Shahzad Saeed Cheema, the provincial leader of the PPP, claims that the PPP voters had left alone as they were deprived of ‘political power and rule in Punjab,’ which forced them to move to other political entities in the past three decades.
The PPP lost its voters in Punjab after 2002 general election, Chamma says. Many believe that the ongoing fight of the PTI against the establishment and the PML-N would lead the PTI voters to lean towards the PPP, bringing the PPP back into the politics of Sahiwal as well as the rest of Punjab.
Sahiwal has traditionally been a stronghold of the PML-N with Pir Imran Shah, Jutt Brothers of Chichawatni, Malik Nadeem Kamran consecutively winning the election from the area three times. But Chamma says the PML-N candidates did not improve civic infrastructure in Sahiwal and Chichawatni, develop any industrial hubs, connect Sahiwal with the motorway, improve villages and towns’ civic infrastructures like roads or brought about any employment for the youth or any mega project, except the 1,320MW Sahiwal Coal-fired Power Plant. So the voters are fed up with their 20 years of governance.

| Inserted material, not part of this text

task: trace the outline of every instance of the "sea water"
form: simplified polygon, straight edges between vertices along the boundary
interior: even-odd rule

Pir Imran Shah, Malik Nadeem Kamran and Jutt brothers from Chichawatni, according to Chamma, have not delivered anything to improve the local infrastructure or generate opportunities and employment for the youth, earning more foes than friends, which would help the PPP regain power in Sahiwal.
It will be the first time in the last 25 years that the PML-N and the PPP would directly compete against each other in three national and seven provincial assembly constituencies if ‘bat’ is banned.
Zaki Chaudhry, Gulam Farid Kathiya and Shahzad Saeed Cheema are contesting from NA-141, NA-142, and NA-143, respectively, while Zafar Shah Khagga, Sarmad Shafqat, Asif Kathiya, Yousaf Kalasan, Ali Javed, Nadeem Khalid, and Shahzad Saeed Cheema are contesting from PP-198 to PP-204. The rejection of nomination papers of the leading PTI winning horses from NA-141 like Chaudhry Nouraz Shakoor and Rana Aftab, Rai Hasan Nawaz and Rai Murtaza Iqbal in NA-142 Chichawatni and Major Ghulam Sarwar in NA-143 would be another major factor, shifting the PTI to the PPP.
Sarmad Shafqat, a young ticket-holder of the PPP for PP-199, is also pinning hopes on the youth voters of the PTI who may cast their vote for his party because of Bilawal, in absence of Imran Khan, rather than going for Nawaz Sharif or Shehbaz Sharif. He says that 10-point PPP manifesto will attract the youth, which is the main force in Sahiwal’s urban and rural constituencies.
Zaki says although PPP remained a part of the 16-month PDM coalition government after Imran’s ouster but the voters blamed the PML-N for increase in utility bills, high inflation and the price hike, which crushed the lower and middle classes under debt.
Chamma also believes that the PTI youth voters would not support Nawaz and go for Bilawal in absence of their party leadership and the symbol of bat.